Em que o lado mau da humanidade é analisado a fundo. O lado "escuro", o mal que existe em tanta gente. Em que a inveja e a coscuvilhice são tão "mortais" como as armas. 
The dark side of the moon era uma bela canção dos Pink Floyds. Aqui fala-se de algo bem pior: o “dark side of mankind”: nas profundezas da alma onde se instala a maldade: the evil
Gosto da humanidade que a comisssária Vera 'põe' nestas histórias violentas e sinistras. 

“Vera” da série é Brenda Blethyn que foi actriz de teatro e representou Shakespeare e que entrou em  filmes de Mike Leigh. 

E ganhou prémios pela sua interpretação (Secrets and lies, por exemplo).
Vidas perdidas, pessoas solitárias, destruídas, infelizes - que me fazem lembrar na violência dos sentimentos o pessimismo das histórias do grande romancista inglês Thomas Hardy (salvas as distâncias com a autora Ann Cleeves), onde o ser humano é sempre o mesmo ser humano frágil, ou abusado, ou perseguido, ou solitário.

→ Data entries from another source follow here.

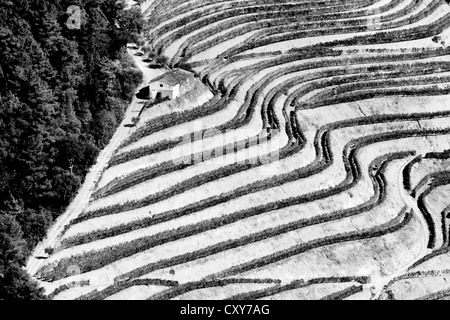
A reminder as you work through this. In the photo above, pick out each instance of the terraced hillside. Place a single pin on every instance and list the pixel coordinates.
(318, 168)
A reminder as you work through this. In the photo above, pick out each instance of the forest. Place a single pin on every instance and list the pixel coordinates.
(64, 88)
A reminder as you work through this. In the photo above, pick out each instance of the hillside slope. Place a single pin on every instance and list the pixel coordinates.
(316, 171)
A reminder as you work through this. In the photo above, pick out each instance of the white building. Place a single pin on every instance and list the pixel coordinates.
(171, 84)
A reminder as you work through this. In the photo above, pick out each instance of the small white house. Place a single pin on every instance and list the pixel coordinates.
(171, 84)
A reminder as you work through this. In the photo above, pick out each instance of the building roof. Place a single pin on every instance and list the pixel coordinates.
(174, 77)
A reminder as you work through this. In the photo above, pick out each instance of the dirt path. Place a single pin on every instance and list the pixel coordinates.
(380, 284)
(84, 194)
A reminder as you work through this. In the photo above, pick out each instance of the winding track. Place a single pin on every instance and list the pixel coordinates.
(153, 220)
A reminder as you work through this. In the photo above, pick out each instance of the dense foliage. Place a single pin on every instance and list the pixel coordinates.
(63, 92)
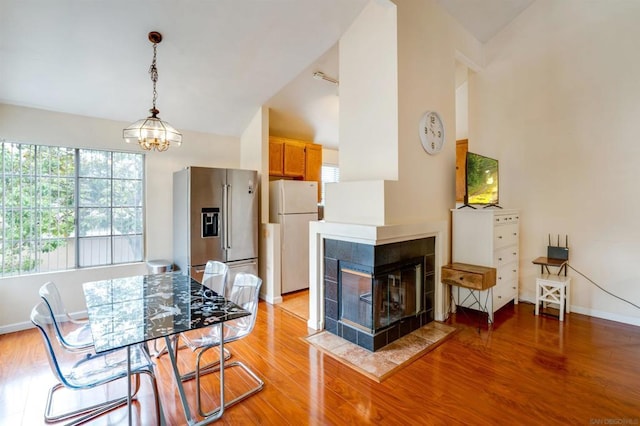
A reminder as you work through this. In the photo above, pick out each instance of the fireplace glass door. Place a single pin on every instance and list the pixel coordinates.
(373, 302)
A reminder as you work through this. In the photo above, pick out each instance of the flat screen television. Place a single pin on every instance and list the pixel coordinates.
(481, 180)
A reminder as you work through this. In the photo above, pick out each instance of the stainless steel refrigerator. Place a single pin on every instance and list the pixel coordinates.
(215, 217)
(293, 204)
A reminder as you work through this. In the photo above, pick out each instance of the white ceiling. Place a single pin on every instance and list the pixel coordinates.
(220, 60)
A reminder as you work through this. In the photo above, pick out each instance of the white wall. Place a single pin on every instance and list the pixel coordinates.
(428, 42)
(368, 125)
(557, 104)
(19, 294)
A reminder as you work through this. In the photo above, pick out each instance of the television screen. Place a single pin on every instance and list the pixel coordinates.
(482, 180)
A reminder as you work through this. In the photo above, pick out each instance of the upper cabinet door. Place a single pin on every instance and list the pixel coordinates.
(294, 160)
(276, 157)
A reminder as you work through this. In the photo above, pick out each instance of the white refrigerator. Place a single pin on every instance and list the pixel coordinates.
(293, 204)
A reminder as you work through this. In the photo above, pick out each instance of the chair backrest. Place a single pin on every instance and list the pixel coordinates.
(215, 277)
(49, 292)
(57, 356)
(81, 370)
(245, 292)
(73, 335)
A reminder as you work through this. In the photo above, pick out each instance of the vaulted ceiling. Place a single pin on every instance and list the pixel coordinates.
(218, 62)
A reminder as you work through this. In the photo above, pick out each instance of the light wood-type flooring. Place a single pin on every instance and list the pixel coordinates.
(526, 370)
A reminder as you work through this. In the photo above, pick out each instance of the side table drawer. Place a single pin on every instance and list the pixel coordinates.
(469, 276)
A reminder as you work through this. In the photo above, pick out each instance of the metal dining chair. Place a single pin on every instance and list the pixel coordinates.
(74, 335)
(82, 370)
(215, 277)
(245, 292)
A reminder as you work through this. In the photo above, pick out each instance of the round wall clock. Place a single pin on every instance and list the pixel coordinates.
(432, 132)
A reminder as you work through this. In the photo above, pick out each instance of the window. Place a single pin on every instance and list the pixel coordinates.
(64, 208)
(330, 174)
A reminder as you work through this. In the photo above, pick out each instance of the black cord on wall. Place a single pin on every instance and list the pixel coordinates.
(606, 291)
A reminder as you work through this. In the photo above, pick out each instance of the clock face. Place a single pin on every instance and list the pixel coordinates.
(431, 132)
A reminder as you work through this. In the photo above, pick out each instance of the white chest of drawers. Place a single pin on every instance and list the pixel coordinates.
(490, 237)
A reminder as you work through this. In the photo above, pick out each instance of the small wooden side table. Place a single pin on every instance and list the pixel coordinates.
(474, 278)
(551, 288)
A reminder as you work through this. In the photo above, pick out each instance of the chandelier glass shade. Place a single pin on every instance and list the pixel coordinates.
(152, 133)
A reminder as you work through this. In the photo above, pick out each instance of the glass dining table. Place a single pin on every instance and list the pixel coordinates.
(138, 309)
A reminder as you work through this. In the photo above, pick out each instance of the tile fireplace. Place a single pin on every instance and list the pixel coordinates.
(377, 294)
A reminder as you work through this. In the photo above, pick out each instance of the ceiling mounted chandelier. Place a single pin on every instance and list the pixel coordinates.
(152, 133)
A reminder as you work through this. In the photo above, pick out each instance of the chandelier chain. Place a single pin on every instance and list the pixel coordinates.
(153, 72)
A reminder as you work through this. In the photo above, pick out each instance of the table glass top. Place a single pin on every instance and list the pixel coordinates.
(125, 311)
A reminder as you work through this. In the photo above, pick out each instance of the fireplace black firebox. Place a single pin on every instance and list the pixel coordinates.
(373, 302)
(377, 294)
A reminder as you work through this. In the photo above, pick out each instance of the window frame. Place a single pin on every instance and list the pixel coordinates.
(67, 253)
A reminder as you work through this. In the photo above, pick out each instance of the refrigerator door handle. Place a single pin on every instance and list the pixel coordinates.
(226, 197)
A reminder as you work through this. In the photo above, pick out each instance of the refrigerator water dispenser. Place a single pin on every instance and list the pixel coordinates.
(210, 221)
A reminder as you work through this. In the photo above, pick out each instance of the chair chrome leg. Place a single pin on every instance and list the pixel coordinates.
(254, 390)
(209, 368)
(90, 412)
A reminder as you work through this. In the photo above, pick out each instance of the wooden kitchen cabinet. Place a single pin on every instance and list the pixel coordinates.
(291, 158)
(276, 157)
(313, 165)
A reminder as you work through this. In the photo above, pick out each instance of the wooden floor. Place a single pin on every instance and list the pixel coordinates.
(526, 370)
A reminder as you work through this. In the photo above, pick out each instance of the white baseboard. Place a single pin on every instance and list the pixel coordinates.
(12, 328)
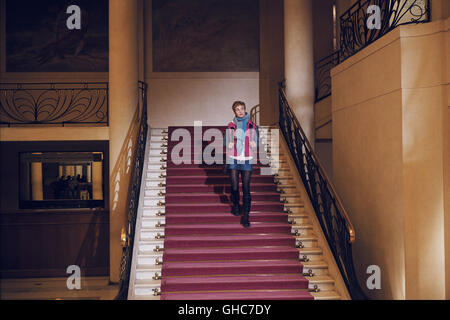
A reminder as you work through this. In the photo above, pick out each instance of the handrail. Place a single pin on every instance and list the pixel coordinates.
(333, 218)
(355, 34)
(127, 250)
(62, 103)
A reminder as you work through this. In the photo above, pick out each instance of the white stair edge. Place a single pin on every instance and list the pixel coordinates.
(137, 234)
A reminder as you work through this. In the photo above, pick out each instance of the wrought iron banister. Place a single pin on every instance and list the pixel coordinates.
(54, 103)
(333, 218)
(355, 34)
(127, 250)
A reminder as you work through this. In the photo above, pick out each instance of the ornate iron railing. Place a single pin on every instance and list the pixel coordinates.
(54, 103)
(355, 34)
(358, 31)
(330, 212)
(322, 76)
(127, 250)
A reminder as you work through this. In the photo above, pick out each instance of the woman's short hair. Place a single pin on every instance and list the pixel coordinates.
(236, 104)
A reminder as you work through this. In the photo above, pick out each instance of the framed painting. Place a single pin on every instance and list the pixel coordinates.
(205, 35)
(40, 36)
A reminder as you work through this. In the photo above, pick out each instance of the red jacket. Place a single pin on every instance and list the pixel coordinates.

Era pessimista, Hardy? Em muitos dos seus romances, sim era. Como escreve Claire Tomalin “a visão sombria das coisas acentuava-se de livro para livro” (*).
Claire Tomalin 

A escritora policial Ann Cleeves - em cujos livros se baseia a série televisiva britânica, “Vera”, iniciada em 2011-  nasceu em 1954. Estudou Literatura Inglesa, na Universidade de Sussex, mas cedo abandonou os estudos. Teve várias profissões, desde cozinheira a “guarda-costeira”.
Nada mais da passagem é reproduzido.